Attempted to detain Mrs A under the Mental Health Act
- There is no evidence to suggest Care Home 1 had attempted to detain Mrs A under any sections of the Act. There is also no evidence it had any conversations with medical professionals or the family about detaining Mrs A under the Act.
Complaint handling
- While the Council remains responsible overall for the services provided by its commissioned providers, it can ask providers to respond to complaints in the first instance. This is in line with its complaints policy. In this case, the Council considered it appropriate to allow the care home to investigate and respond to the complaint.

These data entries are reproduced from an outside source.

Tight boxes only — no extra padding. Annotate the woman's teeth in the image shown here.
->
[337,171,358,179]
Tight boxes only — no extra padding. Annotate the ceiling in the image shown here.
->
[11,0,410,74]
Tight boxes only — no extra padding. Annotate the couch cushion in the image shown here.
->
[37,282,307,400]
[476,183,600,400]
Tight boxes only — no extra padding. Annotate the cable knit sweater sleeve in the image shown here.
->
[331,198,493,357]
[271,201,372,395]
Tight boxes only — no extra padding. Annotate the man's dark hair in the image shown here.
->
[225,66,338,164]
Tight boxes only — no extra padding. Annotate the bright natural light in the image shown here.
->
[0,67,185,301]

- However, there is no evidence the care home told Mrs A’s family of their right to refer the complaint directly to the Council for consideration. While we knowledge this was outside the Council’s control, the Council should be clear with its commissioned providers what their expected service standard is. Therefore, this is fault.
- We do not consider the fault identified caused any injustice. This is because there is no evidence to indicate Mrs A’s family was unhappy that the care home was dealing with the complaint. Further, the evidence shows Mrs A’s daughter had contacted the Council and asked for a copy of their complaints policy. Therefore, Mrs A’s daughter was provided the relevant information which would have made her aware of her right to refer the complaint to the Council to consider.
- Care Home 1’s complaints policy notes it will respond to complaints within 28 working days. In this case, the care home provided its first response to the complaint one month after it was raised. Therefore, this was in line with the care home’s complaints policy.
- The care home then provided further responses in July and August 2021. This meant the complaint was not finalised and completed until six months after the initial complaint was made. However, the evidence shows the care home was responding to further complaints raised by Mrs A’s family following the April 2021 meeting. Therefore, it was appropriate for the care home to have investigated and responded to the further complaint.
- Miss X complained about the care home’s decision to withdraw its offer of a payment of just under £5000 as a goodwill gesture. I note the offer was a goodwill gesture, and not a remedy for any fault identified. Therefore, it was at the care home’s discretion to offer the payment and we cannot force the care home to reinstate the offer.
Agreed action
- To remedy the injustice caused by the faults identified, the Council has agreed to complete the following:
- Apologise to Miss X for the injustice caused by the faults identified.
- Pay Miss X £300 to recognise the distress and uncertainty caused by the poor record keeping.
- The Council should complete the above within four weeks of the final decision.
Final decision
- I find fault with poor record keeping. This caused uncertainty and distress. I also find some fault with the actions of the care home. However, these faults did not cause significant injustice, or have already been appropriately remedied by the Council. The Council has accepted the recommendations. Therefore, I have completed my investigation.